ELEANOR HALL: And are you saying that the United States really went in there without a plan for what to do after the war?

ROBERT BAER: I mean, that's clear. I mean you wouldn't have had all this looting. I mean, why didn't they impose a curfew? Why didn't they have a police force to go into place? Why didn't they have somebody to repair the electricity?

I mean the hospitals, there's nothing there. You have to look at it. There's no libraries, they were all burnt. All the hospitals were looted. I mean it's a, I think it's going to be a nightmare for a central authority to put this back together and I think we're going to pay the price on this, on Islamic fundamentalism, Sunni fundamentalism which we allowed to flourish.

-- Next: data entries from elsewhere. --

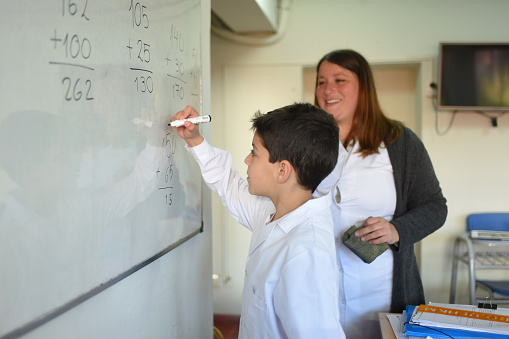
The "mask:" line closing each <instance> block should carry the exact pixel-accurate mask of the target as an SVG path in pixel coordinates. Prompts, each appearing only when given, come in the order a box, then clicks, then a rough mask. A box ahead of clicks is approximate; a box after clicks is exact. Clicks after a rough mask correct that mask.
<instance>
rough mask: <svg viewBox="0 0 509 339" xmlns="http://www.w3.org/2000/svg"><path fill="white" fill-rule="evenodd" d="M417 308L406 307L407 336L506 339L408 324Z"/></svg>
mask: <svg viewBox="0 0 509 339" xmlns="http://www.w3.org/2000/svg"><path fill="white" fill-rule="evenodd" d="M418 307H419V306H407V307H406V318H405V325H404V333H405V334H406V335H407V336H416V337H427V336H430V337H432V338H436V339H450V338H454V339H499V338H500V339H502V338H503V339H508V338H509V335H507V334H497V333H486V332H479V331H474V330H463V329H451V328H443V327H435V326H421V325H418V324H412V323H410V320H411V319H412V315H413V313H414V310H415V309H416V308H418Z"/></svg>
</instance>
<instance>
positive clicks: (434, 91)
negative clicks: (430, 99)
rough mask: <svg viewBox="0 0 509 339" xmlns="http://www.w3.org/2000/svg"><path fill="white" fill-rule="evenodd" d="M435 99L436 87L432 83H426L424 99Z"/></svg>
mask: <svg viewBox="0 0 509 339" xmlns="http://www.w3.org/2000/svg"><path fill="white" fill-rule="evenodd" d="M436 97H437V86H436V84H435V83H434V82H431V81H428V84H427V86H426V98H430V99H432V98H436Z"/></svg>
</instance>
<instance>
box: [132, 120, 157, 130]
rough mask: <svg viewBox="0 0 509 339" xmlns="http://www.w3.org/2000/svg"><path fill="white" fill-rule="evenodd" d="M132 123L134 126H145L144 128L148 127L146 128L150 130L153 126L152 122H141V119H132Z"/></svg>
mask: <svg viewBox="0 0 509 339" xmlns="http://www.w3.org/2000/svg"><path fill="white" fill-rule="evenodd" d="M133 122H134V123H135V124H136V125H141V124H143V125H145V127H148V128H152V126H153V125H154V122H153V121H150V120H143V119H140V118H134V120H133Z"/></svg>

ELEANOR HALL: In some ways I guess people might have thought that Americans paid the price back in 2001. Are you saying that we're like to see more terrorism?

ROBERT BAER: I think so. We've humiliated the Arabs as they were in 1967 by Israel, and when you humiliate people, especially the middle class which is responsible for organising much of the terrorism, you see a reaction. The question is, how delayed will it be?

ELEANOR HALL: Robert Baer was a Middle East analyst for the CIA for more than 20 years and he was speaking to me earlier today from his home in Washington. Mr Baer's book on the US role in the Middle East, Sleeping with the Devil, will be published later this year.